The siege of Phalsbourg was an early battle of the Franco-Prussian War that was fought between the French Empire (later French Republic) against Germany at Phalsbourg near the Vosges beginning on 10 August 1870, and ending on 12 December of the same year.

==Background==
After a siege that lasted for four months, a French garrison was stationed at Phalsbourg under the command of the officer Talhouet was forced to surrender unconditionally to the German forces under the command of Major Von Giese (which had replaced the 12th division under the command of General Wilhelm von Tümpling of the corps VI of Prussia to carry out the siege). The victory at Phalsbourg gave the Prussian army a lot of prisoners, including officers and soldiers of France, and who Prussia gave his prisoner of Water Germany. All gunscannon of troops France would have been destroyed during the siege took place Phalsbourg. The fall of Phalsbourg was one of the successive victories of the German army in the war. The strong defense of the French army at Phalsbourg was appreciated, and the courage and skill of the numerically weak German siege forces were also positively recognized.

==The Battle==
Fort Phalsbourg was dominating the roads from Strasbourg to Nancy and Paris, and was one of the French fortresses that has declared a state of siege since the outbreak of the Franco-Prussian War: from In early August 1870, the German Third Army approached the fortress. Forces of the German 12th Division received the responsibility to capture the fortress, and began the blockade of Phalsburg on the afternoon of 13 August. After the French refused to surrender, German troops under Crown Prince Friedrich Wilhelm launched a shelling of the walls of Phalsbourg. Under heavy German artillery fire, many structures were destroyed, and the French garrison's defenses were swept away, but Major Talhouet commanded the army. The French garrison refused the German offer. Faced with this situation, VI Corps had to leave Phalsbourg to continue its advance, leaving 2 battalions to observe Phalsbourg. But during 18 – 19 August, many militia units Landwher and Schlesien Together with a German battery, they replaced the original besiegers, and officially blockaded Phalsbourg. On 24 August, the French made a breakthrough against the village of Unter-Eichen-Baracken and achieved an initial victory, before being repulsed by Prussian reinforcements. Over the next few days, the French also carried out several raids with similar results. Although the Prussian siege army was reinforced, in early September, the French launched another siege and were crushed. During the siege, the Prussian army was extremely cautious, as French franc-tireur forces often operated around Lützelburg, before the Franc-tireur moved south in early October.

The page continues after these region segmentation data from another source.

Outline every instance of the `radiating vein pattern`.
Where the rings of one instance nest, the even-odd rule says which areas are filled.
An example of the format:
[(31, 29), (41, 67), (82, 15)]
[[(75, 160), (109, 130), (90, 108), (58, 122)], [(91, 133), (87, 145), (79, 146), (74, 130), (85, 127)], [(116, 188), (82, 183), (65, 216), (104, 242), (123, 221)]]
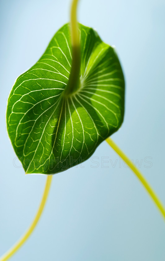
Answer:
[(39, 61), (16, 80), (7, 130), (27, 173), (53, 174), (88, 158), (123, 120), (124, 82), (114, 48), (79, 24), (80, 86), (65, 97), (72, 66), (69, 24)]

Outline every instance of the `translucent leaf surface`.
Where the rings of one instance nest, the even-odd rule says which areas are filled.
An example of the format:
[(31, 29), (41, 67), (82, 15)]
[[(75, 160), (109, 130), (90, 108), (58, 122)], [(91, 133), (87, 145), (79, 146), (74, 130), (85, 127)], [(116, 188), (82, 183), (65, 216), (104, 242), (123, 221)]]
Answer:
[(80, 86), (66, 97), (72, 66), (69, 25), (16, 79), (10, 95), (7, 130), (27, 173), (54, 174), (88, 158), (123, 120), (124, 83), (113, 48), (79, 24)]

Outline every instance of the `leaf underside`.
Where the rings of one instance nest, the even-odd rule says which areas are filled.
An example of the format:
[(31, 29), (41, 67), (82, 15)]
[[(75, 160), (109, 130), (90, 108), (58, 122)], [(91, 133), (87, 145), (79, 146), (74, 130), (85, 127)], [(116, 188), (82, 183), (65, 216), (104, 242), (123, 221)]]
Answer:
[(7, 130), (27, 173), (53, 174), (88, 158), (121, 126), (124, 82), (114, 48), (79, 24), (81, 87), (66, 98), (72, 65), (69, 24), (19, 76), (9, 97)]

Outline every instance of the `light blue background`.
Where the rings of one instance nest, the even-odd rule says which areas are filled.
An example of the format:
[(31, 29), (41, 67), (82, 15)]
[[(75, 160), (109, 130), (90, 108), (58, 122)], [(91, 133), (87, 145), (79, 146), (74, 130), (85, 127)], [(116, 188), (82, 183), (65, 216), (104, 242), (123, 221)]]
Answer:
[[(13, 166), (6, 127), (7, 97), (15, 79), (69, 20), (70, 2), (0, 2), (0, 254), (30, 223), (46, 179), (25, 176), (22, 168)], [(142, 172), (165, 205), (165, 13), (163, 0), (81, 0), (78, 11), (80, 22), (116, 46), (123, 68), (125, 119), (112, 138), (131, 159), (142, 160)], [(83, 168), (53, 177), (39, 223), (11, 260), (165, 260), (165, 224), (143, 187), (130, 170), (119, 167), (118, 157), (105, 142), (94, 156), (99, 167), (91, 167), (89, 159)], [(105, 163), (109, 167), (101, 167), (102, 157), (117, 159), (115, 167), (109, 162)], [(151, 167), (144, 167), (146, 157), (152, 158)]]

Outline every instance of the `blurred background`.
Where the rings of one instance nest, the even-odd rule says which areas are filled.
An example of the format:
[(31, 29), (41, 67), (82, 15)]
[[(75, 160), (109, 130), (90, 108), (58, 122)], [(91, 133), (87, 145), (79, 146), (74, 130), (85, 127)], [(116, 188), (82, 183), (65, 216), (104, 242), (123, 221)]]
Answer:
[[(46, 179), (19, 167), (7, 132), (7, 97), (69, 20), (70, 2), (0, 2), (0, 255), (30, 223)], [(165, 13), (164, 0), (81, 0), (78, 12), (116, 46), (123, 70), (125, 119), (112, 138), (164, 205)], [(164, 260), (164, 221), (141, 184), (105, 142), (93, 157), (54, 176), (37, 227), (11, 260)]]

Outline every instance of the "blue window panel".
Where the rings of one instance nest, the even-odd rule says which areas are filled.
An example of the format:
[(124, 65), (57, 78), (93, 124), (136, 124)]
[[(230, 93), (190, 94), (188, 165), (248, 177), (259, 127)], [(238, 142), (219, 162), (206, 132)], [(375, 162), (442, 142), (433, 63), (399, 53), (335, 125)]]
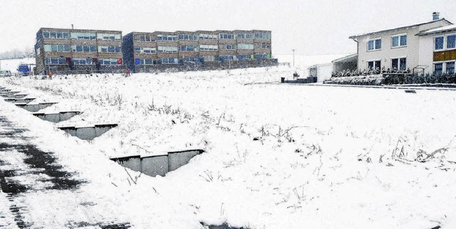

The terrain of Phalsbourg proved difficult for the besiegers, but after a long time the situation showed the Germans the need for a bombardment. On 24 November, a brief artillery barrage broke out, and French artillery resistance was unable to inflict significant damage on the enemy. The French garrison was in dire straits, and on 11 December the Germans refused the conditional surrender of France, and some of the French Garde Mobile soldiers fled. from the fortress. On 12 December, the French surrendered and the German army entered Phalsbourg on 14 December, the same day as the fall of Fort Montmédy. The cause of the surrender of the French army at Phalsbourg was attributed to food shortages and an epidemic of smallpox, and Major Giese has been commended for his persistence during this successful siege.